Exponential Backoff with Jitter

Why Basic Retries Fail

# ❌ BAD: Hammers the API
def bad_retry(state):
    for i in range(5):
        try:
            return call_api()
        except:
            time.sleep(1)  # Fixed delay = API stays overloaded

Production Pattern: Exponential Backoff

import time
import random
from typing import TypedDict, Optional

class RetryState(TypedDict):
    task: str
    result: Optional[str]
    attempt: int
    max_attempts: int
    base_delay: float  # seconds
    max_delay: float   # cap delay

def calculate_backoff(attempt: int, base: float, max_delay: float) -> float:
    """
    Calculate delay with exponential backoff and jitter.
    Formula: min(base * 2^attempt + random(0,1), max_delay)
    """
    exponential = base * (2 ** attempt)
    jitter = random.uniform(0, 1)  # Prevent thundering herd
    return min(exponential + jitter, max_delay)

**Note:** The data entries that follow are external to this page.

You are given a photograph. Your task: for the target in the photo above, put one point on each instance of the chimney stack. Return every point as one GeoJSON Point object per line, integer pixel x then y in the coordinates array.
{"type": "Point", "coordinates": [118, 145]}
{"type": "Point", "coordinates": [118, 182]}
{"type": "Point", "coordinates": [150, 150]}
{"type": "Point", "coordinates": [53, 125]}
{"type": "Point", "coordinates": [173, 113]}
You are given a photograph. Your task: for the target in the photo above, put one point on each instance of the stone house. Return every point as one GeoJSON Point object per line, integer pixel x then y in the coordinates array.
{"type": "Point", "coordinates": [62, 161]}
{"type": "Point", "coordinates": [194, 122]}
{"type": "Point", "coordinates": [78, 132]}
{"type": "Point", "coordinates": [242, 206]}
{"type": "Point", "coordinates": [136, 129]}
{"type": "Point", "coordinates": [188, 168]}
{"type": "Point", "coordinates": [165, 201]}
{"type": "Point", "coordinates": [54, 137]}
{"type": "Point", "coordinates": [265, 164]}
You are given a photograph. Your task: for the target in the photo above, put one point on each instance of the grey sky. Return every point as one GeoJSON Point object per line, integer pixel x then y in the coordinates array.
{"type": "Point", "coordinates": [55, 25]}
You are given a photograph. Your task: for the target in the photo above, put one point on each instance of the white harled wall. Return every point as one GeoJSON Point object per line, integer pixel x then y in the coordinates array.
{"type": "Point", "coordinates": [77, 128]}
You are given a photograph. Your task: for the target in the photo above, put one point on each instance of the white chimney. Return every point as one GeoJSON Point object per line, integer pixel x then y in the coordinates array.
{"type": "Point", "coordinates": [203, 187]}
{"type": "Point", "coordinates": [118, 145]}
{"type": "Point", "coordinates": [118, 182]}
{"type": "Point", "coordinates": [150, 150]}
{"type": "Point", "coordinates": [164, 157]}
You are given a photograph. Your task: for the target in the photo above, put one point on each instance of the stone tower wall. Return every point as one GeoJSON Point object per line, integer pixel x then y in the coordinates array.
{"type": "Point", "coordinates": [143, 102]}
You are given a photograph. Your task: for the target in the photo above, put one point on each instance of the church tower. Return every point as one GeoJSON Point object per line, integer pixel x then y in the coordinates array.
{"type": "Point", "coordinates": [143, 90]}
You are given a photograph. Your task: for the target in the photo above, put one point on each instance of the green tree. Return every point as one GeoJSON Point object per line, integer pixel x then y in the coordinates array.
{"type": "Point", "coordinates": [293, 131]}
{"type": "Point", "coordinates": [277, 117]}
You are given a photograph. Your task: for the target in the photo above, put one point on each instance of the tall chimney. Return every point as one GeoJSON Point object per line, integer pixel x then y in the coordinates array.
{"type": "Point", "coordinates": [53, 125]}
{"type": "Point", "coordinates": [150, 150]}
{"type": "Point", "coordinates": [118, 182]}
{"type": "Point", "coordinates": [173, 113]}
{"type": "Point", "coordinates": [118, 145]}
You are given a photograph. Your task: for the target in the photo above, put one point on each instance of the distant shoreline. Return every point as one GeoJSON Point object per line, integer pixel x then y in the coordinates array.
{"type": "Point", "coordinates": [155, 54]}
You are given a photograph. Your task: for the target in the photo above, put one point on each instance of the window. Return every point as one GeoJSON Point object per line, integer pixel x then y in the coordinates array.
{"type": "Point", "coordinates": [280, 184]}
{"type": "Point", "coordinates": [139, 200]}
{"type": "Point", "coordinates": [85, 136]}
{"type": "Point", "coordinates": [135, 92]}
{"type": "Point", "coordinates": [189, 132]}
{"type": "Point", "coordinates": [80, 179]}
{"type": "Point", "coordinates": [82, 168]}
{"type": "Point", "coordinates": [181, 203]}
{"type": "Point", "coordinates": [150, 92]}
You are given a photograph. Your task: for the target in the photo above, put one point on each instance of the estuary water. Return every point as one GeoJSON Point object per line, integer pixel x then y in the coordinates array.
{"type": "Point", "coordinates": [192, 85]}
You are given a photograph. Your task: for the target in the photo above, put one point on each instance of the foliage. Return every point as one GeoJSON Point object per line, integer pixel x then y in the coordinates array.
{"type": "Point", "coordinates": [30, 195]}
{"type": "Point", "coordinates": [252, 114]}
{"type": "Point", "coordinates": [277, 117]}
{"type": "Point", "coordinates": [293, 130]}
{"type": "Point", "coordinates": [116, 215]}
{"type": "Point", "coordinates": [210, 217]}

def retry_with_backoff(state: RetryState) -> dict:
    """Execute with exponential backoff retry."""
    attempt = state["attempt"]

    if attempt > 0:
        # Wait before retry (not on first attempt)
        delay = calculate_backoff(
            attempt - 1,
            state.get("base_delay", 1.0),
            state.get("max_delay", 60.0)
        )
        print(f"Attempt {attempt}: Waiting {delay:.2f}s before retry")
        time.sleep(delay)

    try:
        result = perform_operation(state["task"])
        return {
            "result": result,
            "attempt": attempt + 1,
            "error_message": None
        }
    except Exception as e:
        return {
            "error_message": str(e),
            "attempt": attempt + 1
        }

def should_retry(state: RetryState) -> Literal["continue", "retry", "give_up"]:
    """Decide whether to retry."""
    if state.get("result"):
        return "continue"

    if state["attempt"] < state["max_attempts"]:
        return "retry"

    return "give_up"

# Example backoff sequence (base=1s):
# Attempt 1: Immediate
# Attempt 2: ~1-2s delay (1*2^0 + jitter)
# Attempt 3: ~2-3s delay (1*2^1 + jitter)
# Attempt 4: ~4-5s delay (1*2^2 + jitter)
# Attempt 5: ~8-9s delay (1*2^3 + jitter)

Async Backoff Pattern

import asyncio
import random

async def async_retry_with_backoff(
    func,
    max_attempts: int = 5,
    base_delay: float = 1.0,
    max_delay: float = 60.0
):
    """Async retry with exponential backoff."""
    for attempt in range(max_attempts):
        try:
            return await func()
        except Exception as e:
            if attempt == max_attempts - 1:
                raise  # Last attempt, re-raise

            delay = min(base_delay * (2 ** attempt) + random.uniform(0, 1), max_delay)
            print(f"Attempt {attempt + 1} failed: {e}. Retrying in {delay:.2f}s")
            await asyncio.sleep(delay)

# Usage in async node
async def async_research_node(state: dict) -> dict:
    async def do_research():
        return await async_search(state["query"])

    try:
        result = await async_retry_with_backoff(do_research)
        return {"documents": result}
    except Exception as e:
        return {"error_message": str(e)}

Circuit Breaker Pattern

The Problem: Cascading Failures

When an external service goes down:

  • All requests timeout (slow)
  • Timeouts exhaust thread pools
  • Memory fills with pending requests
  • Entire system becomes unresponsive

Solution: Circuit Breaker

from typing import TypedDict, Literal, Optional
from datetime import datetime, timedelta
from enum import Enum

class CircuitState(Enum):
    CLOSED = "closed"      # Normal operation
    OPEN = "open"          # Blocking requests
    HALF_OPEN = "half_open"  # Testing recovery

class CircuitBreakerState(TypedDict):
    """State for circuit breaker pattern."""
    query: str
    result: Optional[str]

    # Circuit breaker tracking
    circuit_status: str  # closed, open, half_open
    consecutive_failures: int
    last_failure_time: Optional[str]

    # Configuration
    failure_threshold: int    # Open after N failures
    recovery_timeout: int     # Seconds before trying again
    half_open_max_calls: int  # Test calls in half-open

class CircuitBreaker:
    """Production circuit breaker implementation."""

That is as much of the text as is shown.